Godless Is Your Next Netflix Binge-Watch After The Crown

Downton Abbey's Michelle Dockery stars in this Western about a town where almost all the men have been killed.

Michelle Dockery in Godless

Michelle Dockery as Alice Fletcher in Netflix’s new series Godless. Photo, Ursula Coyote/Netflix.

In the course of my prolific TV-watching career, a handful of really menacing “bad guys” have made for electric viewing. Marlo Stanfield from The Wire. Tommy Lee Royce from Happy Valley. Armadillo Quintero from season two of the early-aughts cop show The Shield. What they have in common is true cold-bloodedness, a willingness to do things run-of-the-mill bad guys would find abhorrent. But there always comes a moment — if the show is a good one — where the bad guy breaks down. His mom dies. His face burns. His name is taken in vain. You suddenly see feeling where it seemed there was none.

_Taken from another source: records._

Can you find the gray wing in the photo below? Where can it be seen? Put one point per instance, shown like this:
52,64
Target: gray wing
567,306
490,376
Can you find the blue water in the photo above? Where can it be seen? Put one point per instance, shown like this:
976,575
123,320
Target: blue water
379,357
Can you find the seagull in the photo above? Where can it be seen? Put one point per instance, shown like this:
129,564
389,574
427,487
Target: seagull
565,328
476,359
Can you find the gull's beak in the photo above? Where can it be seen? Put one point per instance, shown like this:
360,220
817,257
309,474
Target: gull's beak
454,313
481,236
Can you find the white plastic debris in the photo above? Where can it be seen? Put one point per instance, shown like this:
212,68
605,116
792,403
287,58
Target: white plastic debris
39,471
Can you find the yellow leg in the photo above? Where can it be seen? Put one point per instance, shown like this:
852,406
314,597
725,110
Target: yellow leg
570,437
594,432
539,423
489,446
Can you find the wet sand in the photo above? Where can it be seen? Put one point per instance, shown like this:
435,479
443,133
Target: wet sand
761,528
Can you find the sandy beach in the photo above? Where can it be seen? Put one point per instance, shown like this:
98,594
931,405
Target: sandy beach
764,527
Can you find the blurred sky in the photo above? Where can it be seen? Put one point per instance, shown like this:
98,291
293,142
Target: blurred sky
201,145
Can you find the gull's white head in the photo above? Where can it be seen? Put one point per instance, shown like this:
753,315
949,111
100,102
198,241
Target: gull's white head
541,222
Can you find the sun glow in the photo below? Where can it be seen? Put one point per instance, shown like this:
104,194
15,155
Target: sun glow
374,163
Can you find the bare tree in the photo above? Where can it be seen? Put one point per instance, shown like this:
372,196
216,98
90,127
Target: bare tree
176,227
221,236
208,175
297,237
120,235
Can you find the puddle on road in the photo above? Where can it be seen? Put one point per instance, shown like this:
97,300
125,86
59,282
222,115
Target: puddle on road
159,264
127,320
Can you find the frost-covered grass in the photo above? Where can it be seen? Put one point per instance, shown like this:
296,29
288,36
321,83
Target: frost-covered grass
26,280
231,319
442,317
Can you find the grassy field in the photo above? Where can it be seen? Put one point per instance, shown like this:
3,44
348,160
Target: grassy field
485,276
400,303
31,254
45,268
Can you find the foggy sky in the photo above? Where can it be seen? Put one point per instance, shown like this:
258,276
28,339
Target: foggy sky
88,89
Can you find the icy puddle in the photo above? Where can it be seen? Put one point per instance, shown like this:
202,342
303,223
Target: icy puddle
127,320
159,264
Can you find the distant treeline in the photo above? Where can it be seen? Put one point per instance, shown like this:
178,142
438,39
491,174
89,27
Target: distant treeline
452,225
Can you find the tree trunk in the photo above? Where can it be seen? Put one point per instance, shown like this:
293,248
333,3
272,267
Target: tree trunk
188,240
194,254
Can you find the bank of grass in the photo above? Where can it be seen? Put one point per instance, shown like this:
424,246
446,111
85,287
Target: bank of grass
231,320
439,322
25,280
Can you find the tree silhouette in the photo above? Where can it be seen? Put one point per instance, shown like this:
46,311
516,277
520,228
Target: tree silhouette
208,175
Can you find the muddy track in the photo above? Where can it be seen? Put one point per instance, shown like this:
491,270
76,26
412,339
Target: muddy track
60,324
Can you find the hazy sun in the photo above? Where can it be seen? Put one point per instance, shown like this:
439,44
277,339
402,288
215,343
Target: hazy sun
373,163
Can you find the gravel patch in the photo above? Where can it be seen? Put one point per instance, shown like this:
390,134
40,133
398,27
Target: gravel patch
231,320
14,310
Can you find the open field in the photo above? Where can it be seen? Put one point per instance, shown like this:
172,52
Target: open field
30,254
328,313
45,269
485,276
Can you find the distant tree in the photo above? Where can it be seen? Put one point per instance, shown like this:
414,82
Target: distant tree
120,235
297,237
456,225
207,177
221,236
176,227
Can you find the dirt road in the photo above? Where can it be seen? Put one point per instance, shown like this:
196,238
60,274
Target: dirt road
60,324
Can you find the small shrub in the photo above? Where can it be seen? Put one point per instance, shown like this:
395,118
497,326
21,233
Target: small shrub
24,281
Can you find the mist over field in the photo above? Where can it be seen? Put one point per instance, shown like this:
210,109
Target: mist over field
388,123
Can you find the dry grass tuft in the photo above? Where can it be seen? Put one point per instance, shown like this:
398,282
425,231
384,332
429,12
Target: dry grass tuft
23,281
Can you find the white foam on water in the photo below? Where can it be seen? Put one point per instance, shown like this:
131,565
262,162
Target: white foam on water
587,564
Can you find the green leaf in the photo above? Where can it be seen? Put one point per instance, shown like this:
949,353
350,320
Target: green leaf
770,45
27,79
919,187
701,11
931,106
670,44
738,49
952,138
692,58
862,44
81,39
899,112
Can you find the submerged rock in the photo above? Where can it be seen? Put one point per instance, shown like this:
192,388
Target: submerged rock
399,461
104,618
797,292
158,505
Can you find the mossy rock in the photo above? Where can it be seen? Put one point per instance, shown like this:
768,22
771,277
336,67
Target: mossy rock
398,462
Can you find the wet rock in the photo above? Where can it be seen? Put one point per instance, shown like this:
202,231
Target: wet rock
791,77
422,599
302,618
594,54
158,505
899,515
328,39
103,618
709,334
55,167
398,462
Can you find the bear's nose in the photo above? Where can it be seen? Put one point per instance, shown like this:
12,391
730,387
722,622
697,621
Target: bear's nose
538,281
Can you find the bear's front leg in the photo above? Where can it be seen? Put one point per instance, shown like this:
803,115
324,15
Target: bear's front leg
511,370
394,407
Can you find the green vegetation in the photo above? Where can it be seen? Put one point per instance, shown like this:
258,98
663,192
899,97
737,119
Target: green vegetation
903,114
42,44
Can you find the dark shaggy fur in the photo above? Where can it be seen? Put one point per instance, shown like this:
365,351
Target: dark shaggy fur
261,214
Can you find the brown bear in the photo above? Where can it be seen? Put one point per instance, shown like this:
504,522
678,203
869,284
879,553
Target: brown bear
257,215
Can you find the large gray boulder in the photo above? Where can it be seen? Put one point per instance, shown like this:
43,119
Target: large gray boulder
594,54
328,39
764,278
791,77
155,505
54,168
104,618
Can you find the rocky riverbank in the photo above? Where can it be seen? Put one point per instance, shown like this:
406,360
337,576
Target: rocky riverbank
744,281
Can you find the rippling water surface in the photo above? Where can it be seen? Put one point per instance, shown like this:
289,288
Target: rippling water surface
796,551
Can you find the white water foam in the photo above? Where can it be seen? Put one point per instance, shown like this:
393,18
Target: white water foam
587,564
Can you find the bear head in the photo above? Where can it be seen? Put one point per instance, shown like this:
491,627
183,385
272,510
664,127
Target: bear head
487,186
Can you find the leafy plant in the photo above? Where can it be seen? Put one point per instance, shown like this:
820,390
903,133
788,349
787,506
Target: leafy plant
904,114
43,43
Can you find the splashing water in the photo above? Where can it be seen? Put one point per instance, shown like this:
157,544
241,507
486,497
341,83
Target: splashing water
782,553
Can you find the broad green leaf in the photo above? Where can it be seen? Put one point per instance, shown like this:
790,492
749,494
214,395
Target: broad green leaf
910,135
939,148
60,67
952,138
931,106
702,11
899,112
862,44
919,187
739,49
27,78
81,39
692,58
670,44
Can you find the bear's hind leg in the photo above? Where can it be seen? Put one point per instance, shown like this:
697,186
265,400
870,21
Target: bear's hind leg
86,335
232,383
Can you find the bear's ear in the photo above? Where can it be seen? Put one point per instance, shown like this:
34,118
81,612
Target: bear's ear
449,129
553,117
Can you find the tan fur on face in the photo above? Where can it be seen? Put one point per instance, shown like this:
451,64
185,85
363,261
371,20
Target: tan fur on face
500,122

Frank Griffin might be this kind of bad guy. In the first episode of the new Netflix series Godless, Griffin, played by Jeff Bridges, rides his horse right up behind the pulpit of a small church somewhere in the New Mexico desert. A posse of very mean men wait outside the clapboard structure as Griffin, whose arm has recently been shot off, warns the worshipping folk that if he discovers anyone in town has harboured a young gun named Roy Goode, he’ll kill them all. Even at this early point in the seven-episode series, there’s good reason to believe him.

Before it premiered, there was talk of Godless being a Western about women. The story centres around a town called La Belle, where almost all the men were killed in a mining accident, and which is essentially run by the trouser-wearing, quick-draw Mary Agnes McNue, played by Nurse Jackie’s Merritt Wever. Also prominent in the cast of characters is Alice Fletcher, played by Downton Abbey’s Michelle Dockery, who is also more than competent with a firearm. They’re both terrific, but make no mistake, the main tension here is between Griffin and Goode. And while Mary Agnes and Alice are ready to fight for their independence, most of the women in La Belle disappoint when it comes to feminist principles. At least, so far.

I’m only four episodes in, and I’m pacing myself because this is one of the more entertaining series I’ve seen in a while. The setting — the hills and plains of New Mexico — is stunning, the horses get so many close-ups they may as well be listed by name on the show’s IMDB page, and there’s that moment I’m waiting for — that moment where Frank Griffin breaks. I’m pretty sure it’s coming.